The lifelong superfan has tickets to twelve matches already. His ambition: every one of the sixteen host stadiums spread across Canada, the United States and Mexico, and somewhere between twenty and twenty-four matches in total. He flew to Mexico City for the double-header on a CAD$2,699 ticket, then caught a red-eye back to Toronto in time for Canada's home opener at BMO Field. "Love it," he says. "Worth every penny in saving up and working. If I'm not travelling for soccer, I'm working to pay for it."

Kormish is not unique, just visible. A small but ferocious tribe of Canadian supporters is treating the 2026 tournament as the long-promised reward for two decades of watching their men's national team be politely overlooked. "Now to have games on home soil in Toronto and Vancouver is unbelievable," he says. His plan if Canada finish first in their group: stay in Vancouver. If second: fly to Los Angeles. Either way, he is going.

The Voyageurs grow up

Behind Kormish is the institution that taught Canadian soccer how to sing. The Voyageurs Soccer Supporters Group, founded in 1996, will once again occupy the north end at BC Place and at Toronto Stadium, draped in red, leading chants that have become familiar at qualifiers and Concacaf finals but never before at a home World Cup. "Now hosting at home and having a real shot to compete and maybe make a run into the knockouts — and having the opportunity to play potentially our first five games, the three group stage games, at home on Canadian soil — it's huge," says one Voyageurs organiser.

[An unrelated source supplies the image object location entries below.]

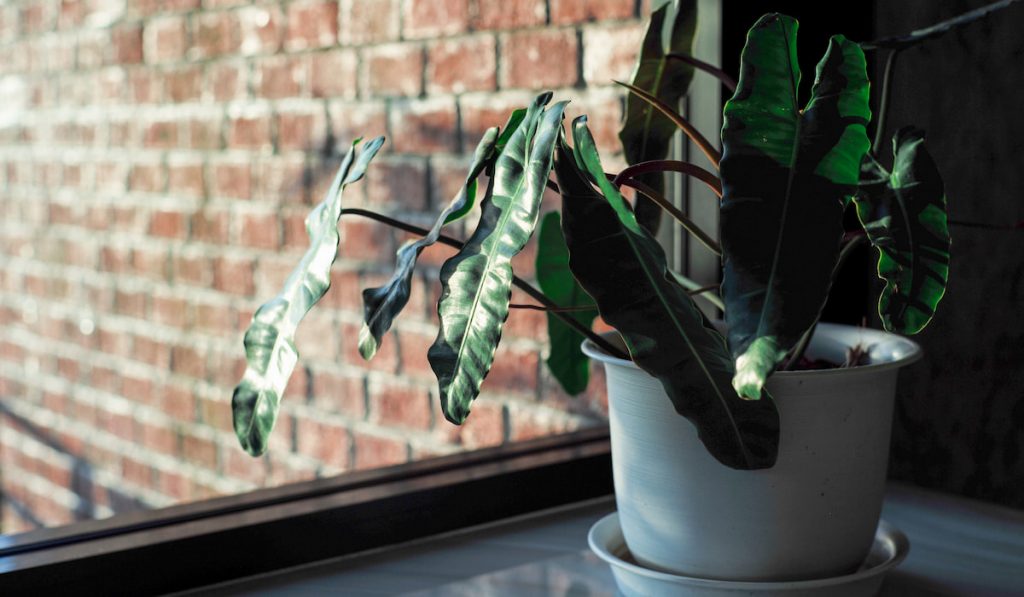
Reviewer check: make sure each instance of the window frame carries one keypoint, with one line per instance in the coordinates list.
(197, 545)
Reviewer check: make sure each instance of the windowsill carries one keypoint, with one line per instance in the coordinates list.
(958, 547)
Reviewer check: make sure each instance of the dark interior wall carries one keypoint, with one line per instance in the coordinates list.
(960, 418)
(960, 423)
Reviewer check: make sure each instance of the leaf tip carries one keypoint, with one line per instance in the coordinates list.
(368, 343)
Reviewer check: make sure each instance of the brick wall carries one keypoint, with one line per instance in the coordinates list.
(157, 160)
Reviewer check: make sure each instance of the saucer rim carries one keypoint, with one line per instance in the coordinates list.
(885, 532)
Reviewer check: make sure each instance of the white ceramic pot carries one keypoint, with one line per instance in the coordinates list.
(813, 515)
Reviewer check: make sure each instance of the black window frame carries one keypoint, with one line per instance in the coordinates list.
(223, 539)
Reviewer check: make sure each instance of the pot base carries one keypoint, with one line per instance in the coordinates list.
(606, 541)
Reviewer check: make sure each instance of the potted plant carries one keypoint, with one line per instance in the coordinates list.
(723, 470)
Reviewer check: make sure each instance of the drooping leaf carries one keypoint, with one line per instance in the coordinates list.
(646, 133)
(381, 305)
(269, 341)
(786, 175)
(476, 282)
(904, 215)
(622, 265)
(510, 127)
(566, 361)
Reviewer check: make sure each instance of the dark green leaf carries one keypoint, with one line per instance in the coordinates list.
(624, 268)
(566, 361)
(786, 175)
(381, 305)
(476, 282)
(269, 342)
(646, 133)
(904, 215)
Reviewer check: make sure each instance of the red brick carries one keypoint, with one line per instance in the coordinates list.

The choreography is being rehearsed in WhatsApp groups for months. Banners are being painted in basements in Etobicoke and East Vancouver. Carpools are being organised between Calgary and Edmonton supporters' clubs who plan to make the long drive west when the tournament reaches BC Place.

The cost of believing

This kind of devotion is not cheap. Kormish's twelve confirmed tickets, the flights, the hotel rooms during the host cities' peak-season squeeze — it is a five-figure exercise even before the knockout rounds. He is not alone in this. Aidan D'Souza, a Torontonian who bought three tickets with his father and brother in December 2025, is heading to the June 26 group-stage match between Iraq and Senegal in Toronto. "I've been excited for this World Cup for a long time," he says. "It'll be amazing just seeing it live in action."

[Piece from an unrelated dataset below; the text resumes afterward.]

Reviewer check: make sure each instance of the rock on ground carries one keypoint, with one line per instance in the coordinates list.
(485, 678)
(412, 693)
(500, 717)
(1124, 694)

Some of this is straightforward fandom. Some of it is something Canadians do rarely: spending real money on a domestic event in the belief that it will feel like a national moment. The country's economic mood has been mixed for months. Borrowing costs are still elevated, and government spending choices are being scrutinised in the same week the federal budget books a major commitment to tournament security. Tickets to a home World Cup, for many supporters, are an emotional hedge — a way of buying back the optimism that the macro picture has been steadily withdrawing. (For a parallel debate about whether the political moment will outlast the spectacle, see our coverage of how earlier national promises have fared.)

Meeting in the stands

What the spreadsheet ledger misses is the social layer. "It's pretty neat when you meet someone in person that shares that same passion," Kormish says. "Then it's instinct, you can feel it." The superfans have been finding each other online for years — Discord servers, Reddit threads, the bilingual Voyageurs forums — but the tournament will be the first time most of them sit in the same stadium together.

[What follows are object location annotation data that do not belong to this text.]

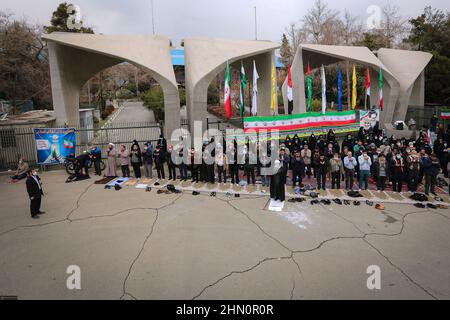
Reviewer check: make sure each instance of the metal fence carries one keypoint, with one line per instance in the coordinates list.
(422, 115)
(216, 123)
(17, 141)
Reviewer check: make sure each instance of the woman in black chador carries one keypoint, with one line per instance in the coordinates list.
(277, 191)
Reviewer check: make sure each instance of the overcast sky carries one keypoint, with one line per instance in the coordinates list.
(178, 19)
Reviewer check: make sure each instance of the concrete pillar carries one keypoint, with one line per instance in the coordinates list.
(70, 69)
(374, 88)
(264, 68)
(298, 83)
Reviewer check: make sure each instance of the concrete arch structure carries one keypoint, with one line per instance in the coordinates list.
(409, 68)
(206, 58)
(75, 58)
(316, 55)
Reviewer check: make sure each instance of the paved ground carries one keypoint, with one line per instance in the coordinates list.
(132, 244)
(134, 112)
(132, 121)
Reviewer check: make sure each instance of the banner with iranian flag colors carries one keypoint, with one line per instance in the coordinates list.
(305, 121)
(445, 114)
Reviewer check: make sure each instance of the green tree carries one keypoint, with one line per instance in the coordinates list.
(154, 100)
(285, 51)
(60, 18)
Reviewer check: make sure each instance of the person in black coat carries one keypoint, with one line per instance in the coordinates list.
(159, 158)
(298, 168)
(34, 189)
(163, 143)
(277, 189)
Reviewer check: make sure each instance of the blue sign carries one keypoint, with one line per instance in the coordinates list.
(54, 145)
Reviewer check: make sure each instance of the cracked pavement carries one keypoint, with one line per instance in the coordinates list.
(132, 244)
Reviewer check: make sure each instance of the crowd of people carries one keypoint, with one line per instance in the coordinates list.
(369, 156)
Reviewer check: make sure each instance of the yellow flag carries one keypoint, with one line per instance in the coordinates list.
(354, 88)
(273, 102)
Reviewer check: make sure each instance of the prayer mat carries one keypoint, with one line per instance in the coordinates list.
(395, 195)
(366, 194)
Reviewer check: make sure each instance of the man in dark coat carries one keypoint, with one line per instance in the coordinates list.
(277, 189)
(34, 189)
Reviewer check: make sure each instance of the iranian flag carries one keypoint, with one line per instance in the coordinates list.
(309, 82)
(243, 86)
(381, 90)
(289, 91)
(227, 94)
(367, 88)
(297, 122)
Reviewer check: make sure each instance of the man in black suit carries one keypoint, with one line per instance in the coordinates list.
(34, 189)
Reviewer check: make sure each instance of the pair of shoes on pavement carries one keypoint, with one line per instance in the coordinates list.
(37, 215)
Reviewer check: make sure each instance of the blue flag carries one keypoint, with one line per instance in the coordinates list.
(340, 89)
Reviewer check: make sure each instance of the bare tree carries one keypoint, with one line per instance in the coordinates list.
(351, 28)
(295, 35)
(319, 21)
(393, 26)
(24, 71)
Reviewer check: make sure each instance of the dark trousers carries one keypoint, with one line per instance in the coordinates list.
(194, 173)
(250, 173)
(430, 183)
(296, 177)
(160, 171)
(35, 206)
(234, 171)
(172, 173)
(137, 170)
(97, 169)
(222, 174)
(183, 171)
(413, 180)
(203, 173)
(336, 180)
(349, 178)
(125, 171)
(321, 180)
(381, 183)
(308, 170)
(210, 176)
(397, 183)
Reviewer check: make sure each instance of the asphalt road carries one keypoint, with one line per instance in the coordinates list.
(132, 244)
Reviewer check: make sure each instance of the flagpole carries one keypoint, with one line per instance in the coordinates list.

That collective moment is the one Canadian soccer's stewards have been waiting for. The Canada Soccer Association's hope is that visible, sustained passion in the Toronto and Vancouver stands translates into the broader cultural footprint that the sport has never quite locked down in this country. A generation of children watching the singing section on television, the theory goes, is worth more than any single result on the pitch.

A short window

The window is short. After Canada's group-stage games, the tournament moves to other host cities. For Kormish, that means more flights, more time off work, more belt-tightening. "The Canada matches are my number one," he says. "Wherever they go, I go."

It is not a particularly Canadian sentiment — that loud, undignified, declarative kind of belonging. Which may be exactly why the country needs to hear it.